Um Hannes Anders ein wenig Zeit zugeben, seinen Urlaub für uns aufzuarbeiten kann ich ja hier ein wenig über meinen Urlaub berichten. Dabei war er alles andere als spektakulär. Dänemark ist ja auch nicht richtig berühmt für Sensationen, erst recht nicht Alsen.
Abgesehen von ein paar Ausflügen haben wir in erster Linie die Natur und die Ruhe genossen. Die Ausflüge führten uns zum Schloß Augustenborg (mit Skulpturengarten) und in die Metropole der Halbinsel Sonderborg (mit Schloß) sowie zu einigen alten Kirchen und Mühlen.
Die meiste Zeit saßen wir auf der Veranda und starrten auf die Hektik in der Pferdeweide vorm Haus oder haben am Strand des Meer mit Bällen beworfen, die Paula dann immer gerettet hat.
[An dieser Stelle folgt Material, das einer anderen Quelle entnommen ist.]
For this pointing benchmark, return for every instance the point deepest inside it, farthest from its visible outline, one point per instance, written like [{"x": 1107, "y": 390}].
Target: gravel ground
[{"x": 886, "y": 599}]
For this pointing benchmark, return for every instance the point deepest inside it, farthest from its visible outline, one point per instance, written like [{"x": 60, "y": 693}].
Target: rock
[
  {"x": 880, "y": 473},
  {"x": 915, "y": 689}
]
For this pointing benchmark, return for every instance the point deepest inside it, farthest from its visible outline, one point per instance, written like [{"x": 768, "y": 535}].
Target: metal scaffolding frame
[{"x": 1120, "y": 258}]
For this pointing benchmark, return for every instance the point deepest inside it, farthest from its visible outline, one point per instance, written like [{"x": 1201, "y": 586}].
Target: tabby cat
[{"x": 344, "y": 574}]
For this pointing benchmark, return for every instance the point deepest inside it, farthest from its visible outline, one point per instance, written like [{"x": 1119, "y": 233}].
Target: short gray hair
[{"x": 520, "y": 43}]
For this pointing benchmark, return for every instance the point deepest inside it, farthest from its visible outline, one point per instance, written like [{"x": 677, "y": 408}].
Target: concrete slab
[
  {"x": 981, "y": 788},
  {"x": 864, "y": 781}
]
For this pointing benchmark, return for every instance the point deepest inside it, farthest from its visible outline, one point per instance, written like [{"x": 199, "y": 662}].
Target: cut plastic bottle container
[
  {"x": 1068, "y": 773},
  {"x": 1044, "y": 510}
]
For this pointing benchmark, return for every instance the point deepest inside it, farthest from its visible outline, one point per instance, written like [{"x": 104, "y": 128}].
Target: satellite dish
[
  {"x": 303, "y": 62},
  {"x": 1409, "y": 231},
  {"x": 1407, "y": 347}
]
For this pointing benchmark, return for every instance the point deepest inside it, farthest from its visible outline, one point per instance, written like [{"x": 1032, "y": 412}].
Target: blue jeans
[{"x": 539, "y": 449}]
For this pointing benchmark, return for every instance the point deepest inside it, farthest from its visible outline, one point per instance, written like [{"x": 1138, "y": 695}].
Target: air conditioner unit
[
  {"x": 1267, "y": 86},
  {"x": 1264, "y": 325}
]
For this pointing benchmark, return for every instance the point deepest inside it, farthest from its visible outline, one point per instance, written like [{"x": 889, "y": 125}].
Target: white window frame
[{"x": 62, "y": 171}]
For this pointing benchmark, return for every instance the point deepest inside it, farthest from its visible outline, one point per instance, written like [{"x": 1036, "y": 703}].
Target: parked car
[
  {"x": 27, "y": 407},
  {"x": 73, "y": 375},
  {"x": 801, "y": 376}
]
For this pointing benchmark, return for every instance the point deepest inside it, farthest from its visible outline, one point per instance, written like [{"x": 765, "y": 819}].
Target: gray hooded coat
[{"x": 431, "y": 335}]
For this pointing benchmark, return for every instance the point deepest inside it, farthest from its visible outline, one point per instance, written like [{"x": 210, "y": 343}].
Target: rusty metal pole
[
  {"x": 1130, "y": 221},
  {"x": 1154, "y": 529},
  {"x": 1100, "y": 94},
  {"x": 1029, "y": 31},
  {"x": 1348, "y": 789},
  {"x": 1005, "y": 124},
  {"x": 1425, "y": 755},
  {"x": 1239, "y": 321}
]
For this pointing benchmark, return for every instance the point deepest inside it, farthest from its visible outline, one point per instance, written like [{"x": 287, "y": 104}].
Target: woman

Trotz der Pfingstferien und eines Campingplatzes in der Nähe war der Strand meist menschenleer. (Sind Campingwagen eigentlich so diebstahlgefärdet, dass diese naturverbundenen Menschen immer in Sichtweite des Campers bleiben müssen?) Unser Haus war das letzte von sieben und wurde als einziges vermietet. Lediglich unser direkter Nachbar war mehr als einmal an seinem Haus.
Bis auf die mittelschwere Panik, die Paula ergiff, als sie die Skulptur auf dem Foto zum ersten Mal sah, war es ein sehr unaufgeregter Urlaub.